The true cost was the opportunity cost, as in what the Nets could have done had they headed into the season with approximately $16.5 million in salary cap space. Such flexibility could have been used by Brooklyn to accumulate assets such as other young players and/or draft picks.
That figure is now closer to $3.5 million, assuming Brooklyn eventually renounces free agent guard Randy Foye, who has no place here after general manager Sean Marks’ whirlwind summer.
In addition to Crabbe, the other new Nets who will surely get heavy minutes include D’Angelo Russell and Timofey Mozgov from the earlier Brook Lopez trade to the Lakers and DeMarre Carroll from Toronto’s salary dump two weeks ago.
Marks drew raves from most experts for this deal for turning such rotten fruit as Nicholson into Crabbe, a player he went after hard a year ago in restricted free agency. Marks’ over-the-top, four-year, $75 million offer sheet was matched by the Blazers, which somewhat ironically put them in such dire straits cap-wise that they had to go back to Marks one year later (by league rule) looking to shed payroll.
Once Crabbe waived his 15 percent trade kicker, it was done. The Nets received a player they obviously coveted, because they were one of very few teams that could. When you take into account what Nicholson, who arrived with a first-round pick attached (used by Marks to select center Jarrett Allen) in a February exchange that sent Bojan Bogdanovic and Chris McCullough to Washington, was supposed to earn in the next three seasons, the hit to the Nets’ cap is about a third less than if Portland never matched in the first place.
On the other hand, Kevin Pelton of ESPN.com gave the Nets a D-plus grade for the move. It was based on the onerous nature of Crabbe’s contract, which will run through the 2019-20 season at an aggregate cap hit of $56.3 million, versus the player’s limited skill set.
The Nets, Pelton suggests, should have retained their cap flexibility to use on players of superior value, either through trades or next summer’s free agency, when cap space around the league will be even tighter. Brooklyn is still far away from competing for anything significant. He thinks Marks erred by going out so long on a player of Crabbe’s caliber.
The truth lies somewhere in the middle. The 25-year old Crabbe, at this stage of his career, is an elite 3-point shooter (44.4 percent last season, second-best in the league) who has yet to prove he can expand his game by creating plays for himself or others off the dribble.
Only 17 of Crabbe’s 299 3-point attempts last season were taken after at least one dribble, per NBA.com. He made four, or 23.5 percent.
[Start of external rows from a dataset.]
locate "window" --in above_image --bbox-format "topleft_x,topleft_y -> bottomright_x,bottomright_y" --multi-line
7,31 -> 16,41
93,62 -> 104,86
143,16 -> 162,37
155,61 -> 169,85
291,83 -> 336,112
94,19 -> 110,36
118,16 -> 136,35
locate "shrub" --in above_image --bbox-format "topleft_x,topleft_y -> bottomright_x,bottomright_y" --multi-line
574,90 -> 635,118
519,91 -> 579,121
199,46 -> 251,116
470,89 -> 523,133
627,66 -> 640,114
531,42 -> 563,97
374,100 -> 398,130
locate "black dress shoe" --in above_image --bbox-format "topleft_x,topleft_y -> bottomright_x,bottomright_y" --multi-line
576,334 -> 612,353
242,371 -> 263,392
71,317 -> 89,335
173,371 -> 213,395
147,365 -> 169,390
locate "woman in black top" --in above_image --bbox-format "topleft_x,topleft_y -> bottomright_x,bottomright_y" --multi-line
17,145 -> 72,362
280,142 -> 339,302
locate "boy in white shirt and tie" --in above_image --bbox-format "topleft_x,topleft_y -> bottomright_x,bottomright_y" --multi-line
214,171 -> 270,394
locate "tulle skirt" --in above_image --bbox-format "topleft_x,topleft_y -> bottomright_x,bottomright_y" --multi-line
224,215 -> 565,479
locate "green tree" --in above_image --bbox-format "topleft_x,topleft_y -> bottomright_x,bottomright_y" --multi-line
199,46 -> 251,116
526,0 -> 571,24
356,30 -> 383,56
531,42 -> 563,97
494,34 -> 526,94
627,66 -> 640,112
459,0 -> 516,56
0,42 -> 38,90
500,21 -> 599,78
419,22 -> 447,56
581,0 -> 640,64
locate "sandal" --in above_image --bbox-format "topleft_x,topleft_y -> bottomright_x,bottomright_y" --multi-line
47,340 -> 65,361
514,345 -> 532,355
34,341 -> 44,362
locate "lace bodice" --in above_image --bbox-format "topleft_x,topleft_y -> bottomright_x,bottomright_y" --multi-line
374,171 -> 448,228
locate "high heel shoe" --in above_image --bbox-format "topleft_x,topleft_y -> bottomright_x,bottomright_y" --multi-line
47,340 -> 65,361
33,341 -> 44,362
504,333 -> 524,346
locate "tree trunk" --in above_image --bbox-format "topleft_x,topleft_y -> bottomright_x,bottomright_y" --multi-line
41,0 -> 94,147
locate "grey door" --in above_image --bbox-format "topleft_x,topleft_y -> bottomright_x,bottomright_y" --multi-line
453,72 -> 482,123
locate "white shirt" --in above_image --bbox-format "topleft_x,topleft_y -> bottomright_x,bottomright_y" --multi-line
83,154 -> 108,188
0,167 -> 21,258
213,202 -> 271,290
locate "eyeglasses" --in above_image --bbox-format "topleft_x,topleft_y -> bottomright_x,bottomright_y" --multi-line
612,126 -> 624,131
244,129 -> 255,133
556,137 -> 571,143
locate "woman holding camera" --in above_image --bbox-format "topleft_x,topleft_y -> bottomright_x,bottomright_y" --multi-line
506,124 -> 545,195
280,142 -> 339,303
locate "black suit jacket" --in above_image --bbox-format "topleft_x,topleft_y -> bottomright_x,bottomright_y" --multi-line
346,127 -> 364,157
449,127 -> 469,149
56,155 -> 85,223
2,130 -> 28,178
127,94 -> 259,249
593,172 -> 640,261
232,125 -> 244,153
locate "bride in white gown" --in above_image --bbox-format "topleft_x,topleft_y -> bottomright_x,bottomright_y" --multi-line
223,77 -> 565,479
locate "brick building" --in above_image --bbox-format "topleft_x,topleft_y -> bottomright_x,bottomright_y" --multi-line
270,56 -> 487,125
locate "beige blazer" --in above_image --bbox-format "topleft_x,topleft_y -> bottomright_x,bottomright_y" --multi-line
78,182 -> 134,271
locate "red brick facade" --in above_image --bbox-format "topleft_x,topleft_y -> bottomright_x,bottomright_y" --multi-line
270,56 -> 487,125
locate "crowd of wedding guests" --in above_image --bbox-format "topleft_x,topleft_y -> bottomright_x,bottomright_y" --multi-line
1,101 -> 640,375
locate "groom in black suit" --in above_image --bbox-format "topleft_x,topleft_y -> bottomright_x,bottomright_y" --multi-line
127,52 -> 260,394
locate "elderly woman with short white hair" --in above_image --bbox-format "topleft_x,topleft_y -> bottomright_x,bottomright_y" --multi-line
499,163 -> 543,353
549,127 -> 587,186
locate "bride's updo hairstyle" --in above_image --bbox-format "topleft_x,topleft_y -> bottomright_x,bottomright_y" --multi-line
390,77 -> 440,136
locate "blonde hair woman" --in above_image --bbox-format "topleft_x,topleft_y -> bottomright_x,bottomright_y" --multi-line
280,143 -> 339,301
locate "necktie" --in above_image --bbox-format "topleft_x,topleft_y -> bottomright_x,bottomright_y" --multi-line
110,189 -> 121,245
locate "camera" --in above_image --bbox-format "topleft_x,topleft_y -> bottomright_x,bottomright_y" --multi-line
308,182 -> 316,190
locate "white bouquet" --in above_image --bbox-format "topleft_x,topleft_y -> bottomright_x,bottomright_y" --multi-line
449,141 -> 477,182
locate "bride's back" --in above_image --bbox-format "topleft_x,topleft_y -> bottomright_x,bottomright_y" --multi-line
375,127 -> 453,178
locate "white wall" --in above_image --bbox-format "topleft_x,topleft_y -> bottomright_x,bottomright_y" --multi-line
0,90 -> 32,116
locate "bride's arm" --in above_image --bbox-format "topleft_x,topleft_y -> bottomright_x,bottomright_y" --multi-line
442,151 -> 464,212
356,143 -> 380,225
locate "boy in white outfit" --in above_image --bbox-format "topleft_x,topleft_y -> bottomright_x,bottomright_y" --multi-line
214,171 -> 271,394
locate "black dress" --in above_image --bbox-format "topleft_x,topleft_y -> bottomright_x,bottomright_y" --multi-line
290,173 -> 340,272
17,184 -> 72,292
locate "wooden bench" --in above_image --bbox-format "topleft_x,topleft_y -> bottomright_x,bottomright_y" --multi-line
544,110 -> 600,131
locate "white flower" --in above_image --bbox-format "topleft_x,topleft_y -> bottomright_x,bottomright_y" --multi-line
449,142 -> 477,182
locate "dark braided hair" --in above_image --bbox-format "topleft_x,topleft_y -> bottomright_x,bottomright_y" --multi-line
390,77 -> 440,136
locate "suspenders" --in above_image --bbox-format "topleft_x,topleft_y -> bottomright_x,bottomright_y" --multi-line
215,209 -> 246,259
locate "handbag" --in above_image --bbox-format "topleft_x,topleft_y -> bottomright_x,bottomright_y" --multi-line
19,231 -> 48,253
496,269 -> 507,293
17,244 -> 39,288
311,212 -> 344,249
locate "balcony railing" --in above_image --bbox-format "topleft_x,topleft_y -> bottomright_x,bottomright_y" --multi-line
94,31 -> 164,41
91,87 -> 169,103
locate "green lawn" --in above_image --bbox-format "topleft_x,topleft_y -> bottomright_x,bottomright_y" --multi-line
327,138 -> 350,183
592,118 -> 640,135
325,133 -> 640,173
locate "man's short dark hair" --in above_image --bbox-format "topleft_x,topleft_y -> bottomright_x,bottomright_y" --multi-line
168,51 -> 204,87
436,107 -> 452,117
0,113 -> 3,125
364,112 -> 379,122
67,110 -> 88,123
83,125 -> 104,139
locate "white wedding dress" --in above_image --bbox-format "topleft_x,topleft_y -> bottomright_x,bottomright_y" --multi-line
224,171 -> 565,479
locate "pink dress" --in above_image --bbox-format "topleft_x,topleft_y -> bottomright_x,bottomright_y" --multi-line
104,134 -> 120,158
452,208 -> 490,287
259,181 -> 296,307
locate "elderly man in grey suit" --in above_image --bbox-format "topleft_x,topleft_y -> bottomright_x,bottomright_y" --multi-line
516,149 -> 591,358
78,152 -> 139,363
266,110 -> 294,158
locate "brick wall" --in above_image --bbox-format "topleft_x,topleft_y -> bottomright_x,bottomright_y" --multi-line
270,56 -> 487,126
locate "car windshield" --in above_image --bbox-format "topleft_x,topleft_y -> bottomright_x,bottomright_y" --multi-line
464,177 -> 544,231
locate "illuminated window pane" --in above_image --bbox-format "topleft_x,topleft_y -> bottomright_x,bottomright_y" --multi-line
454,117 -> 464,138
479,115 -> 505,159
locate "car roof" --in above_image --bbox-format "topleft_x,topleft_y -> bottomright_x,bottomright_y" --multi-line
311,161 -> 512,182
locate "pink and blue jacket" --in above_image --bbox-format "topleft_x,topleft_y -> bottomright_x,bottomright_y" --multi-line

His career-high assist rate is just 1.2 per game, set two seasons ago.
With Crabbe’s shooting skills, however, he still counts as a natural fit for coach Kenny Atkinson’s pace and space schemes at the “3-and-D” wing slot, a position Marks has prioritized since taking over for Billy King in February 2016.
That is, if Crabbe could improve on the “D” part.
The Blazers were better without Crabbe on the floor in each of the last three seasons, with more of the discrepancy in terms of points per 100 possessions on the defensive end. In the hustle stats department, he doesn’t get a lot of steals or deflections, and he can be lax in closing out on shooters.
This could all be moot if Atkinson believes there’s still time for him to coach Crabbe up to the point that he can become a more complete player.
Crabbe is certainly an improvement over guys such as Foye, Joe Harris and Sean Kilpatrick, Atkinson’s best available players at the position a year ago until Caris LeVert was cleared to play. LeVert, entering his second season, might be better suited for a bench role while his 3-point shot develops.
Again, no one should dispute whether the Nets are a better team today versus before the trade. They’re still way unbalanced, with no bigs on the roster after Mozgov, Quincy Acy, Allen and maybe Trevor Booker. But the Nets were a miserable 3-point shooting team last season, taking the fourth-most attempts per game (31.6) while converting at only a fifth-worst 33.8 percent rate. Since the 3-point shot is such a huge component of Atkinson’s game plans, getting Crabbe makes a lot of sense.
The biggest risk, then, is something we’ll never know — what Marks’ options could have been had he held onto the cap space.